September 16, 2024 at 06:11PM
Microsoft disclosed a zero-day vulnerability, CVE-2024-43461, in its legacy MSHTML browser engine affecting all supported Windows versions. Remote attackers can exploit it to execute arbitrary code, requiring a victim to visit a malicious site. This flaw, part of an attack chain with CVE-2024-38112, was exploited by the “Void Banshee” group. Mitigations from July and September updates should be applied.
The meeting notes indicate that Microsoft has identified a zero-day vulnerability, CVE-2024-43461, affecting all supported versions of Windows. Remote attackers can exploit this vulnerability to execute arbitrary code on affected systems, requiring the victim to visit a malicious webpage or click on an unsafe link for the exploit to work.

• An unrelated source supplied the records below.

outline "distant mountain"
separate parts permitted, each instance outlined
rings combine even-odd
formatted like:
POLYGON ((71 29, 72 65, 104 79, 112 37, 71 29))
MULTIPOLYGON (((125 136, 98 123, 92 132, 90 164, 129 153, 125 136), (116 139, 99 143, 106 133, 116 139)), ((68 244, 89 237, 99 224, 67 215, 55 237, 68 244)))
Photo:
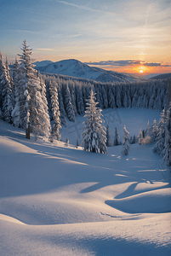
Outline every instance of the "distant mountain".
POLYGON ((154 76, 154 77, 151 78, 150 79, 168 79, 170 78, 171 78, 171 73, 162 73, 157 76, 154 76))
MULTIPOLYGON (((36 62, 34 64, 36 64, 36 62)), ((118 72, 113 71, 107 71, 94 67, 92 67, 77 60, 64 60, 50 63, 44 67, 40 67, 39 65, 37 65, 36 69, 39 70, 42 73, 46 73, 59 75, 66 75, 75 78, 92 79, 102 83, 142 80, 141 79, 133 77, 129 74, 119 73, 118 72)))
POLYGON ((42 61, 34 62, 32 64, 36 65, 37 67, 45 67, 45 66, 49 65, 51 63, 54 63, 54 62, 51 61, 42 61))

Microsoft has categorized this vulnerability with a severity rating of 8.8 on the CVSS scale and has urged customers to apply patches from both the July 2024 and September 2024 updates to fully protect against exploits targeting CVE-2024-43461.
The US Cybersecurity and Infrastructure Security Agency (CISA) has added the vulnerability to its known exploited vulnerabilities database, with a deadline for federal agencies to implement the vendor’s mitigations by October 7, 2024.
Furthermore, CVE-2024-43461 is similar to another vulnerability, CVE-2024-38112, and has been used in an attack chain involving the latter. Threat actors, identified as Void Banshee, have been observed utilizing these vulnerabilities to drop the Atlantida malware on Windows systems. They have been targeting organizations in North America, Southeast Asia, and Europe, using various tactics such as exploiting unsupported Windows relics and leveraging environmental vulnerabilities.
It’s important for enterprises to promptly apply the necessary patches and security controls on their devices to mitigate the risk posed by these vulnerabilities and potential malicious exploits.